= Fu-Kuen Lin =

Fu-Kuen Lin (林福坤; born 1941 in Keelung, Taiwan) is a Taiwanese mycological physiologist, nephrologist and hematologist.

== Education and career ==

Lin received his B.S. from National Taiwan University in 1964 and then a M.S. in plant pathology in 1967. That year, he moved to the United States to study fungi physiology under Professor David Gottlieb at the University of Illinois at Urbana-Champaign. Lin was awarded a doctorate in plant pathology in 1971. He held postdoctoral and visiting scientist positions at several institutions between 1971 and 1981. He was an associate research fellow at the Institute of Botany of Academia Sinica in Taiwan from 1975 to 1977 and was an adjunct associate professor at National Taiwan University from 1976 to 1977.

Fu-Kuen Lin joined Amgen, a biotech company as a research scientist in August 1981. He was involved with Amgen's recombinant human erythropoietin (EPO) project from the start, and was soon leading the team, which was developing EPO based on a small sample of the hormone that had been isolated by a team led by Eugene Goldwasser at the University of Chicago. In 1983 his team successfully established the gene coding for it and recombinant human erythropoietin was approved by the US FDA in June 1989 with the generic name epoetin alpha, tradename Epogen.

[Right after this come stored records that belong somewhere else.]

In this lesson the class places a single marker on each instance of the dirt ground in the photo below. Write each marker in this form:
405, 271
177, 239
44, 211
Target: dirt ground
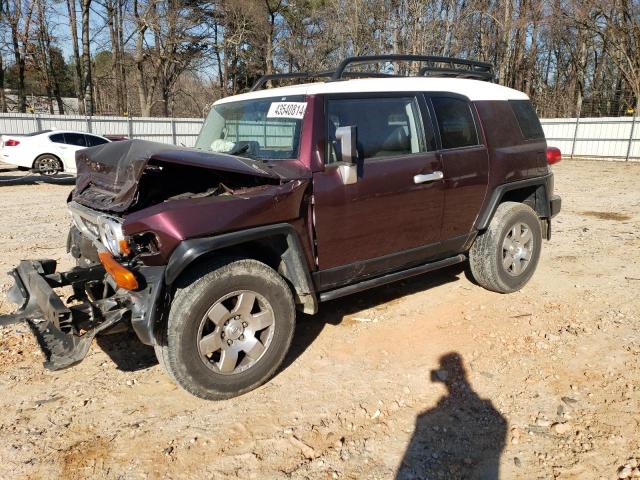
431, 378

Lin was also engaged in developing novel pharmaceutics and studying their molecular mechanisms. His primary research interests were in the fields of hematology, hypertension, immune regulation and fungi physiology. He retired from Amgen as the Director of the Department of Biomedical Sciences in 1998. Lin is the inventor of seven US patents covering “DNA Sequences Encoding Erythropoietin” and “Production of Erythropoietin”. Among other honors, he is a recipient of the “1989 Technology Corridor 100” Award; the 1990 “Quality of Life” Award; the “1995 Discoverers Award” (by Pharmaceutical Research and Manufacturers of America); and the Committee of 100, Pioneer Recognition Award in May 2002.

==Selected works==
- Lin F. (1984), DNA sequences encoding erythropoietin., US-Patent 4,703,008 (30 November 1984).
- Lin F. et al. (1985) "Cloning and expression of the human erythropoietin gene" Proceedings of the National Academy of Sciences 82: 7580-7584.